Is it a goofy thing to do? Yes.

Did he seek to draw attention to himself? Yes.

Did he defy the school administrators' warnings? Yes.

Did he deserve to be ticketed, suspended, and banned from his last track meet? No.

Although Lofy should suffer some consequences for failing to comply with the guidelines set by the school, the punishment does not fit the crime.

Being ticketed for disorderly conduct is ridiculous. A three day suspension seems harsh as well. A detention or even a week of detention would be more in order than suspension. As far as Lofy's participation in the track meet goes, I don't know what the team's rules are regarding eligibility to compete. If other students are banned from participating because of similar behavioral violations at school, then that might be an appropriate penalty.

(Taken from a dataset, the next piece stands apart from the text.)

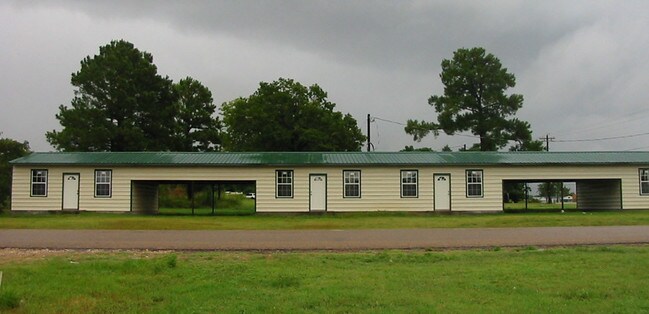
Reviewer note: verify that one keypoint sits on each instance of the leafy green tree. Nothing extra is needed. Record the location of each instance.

I really don't see how Lofy's attire would "ruin" the prom for anyone else. Were girls crying that the night they'd been dreaming of was destroyed because Lofy showed up in a dress? I doubt it.

Moreover, I disagree with the associate principal's contention that, "It's not your prom." It most certainly is Lofy's prom, just as it's every other student's prom.

Lofy is getting the last laugh. This local story is now a national story. Lake Geneva Badger High went way overboard in its punishment for his stunt. The school is looking a lot sillier than Lofy did on prom night.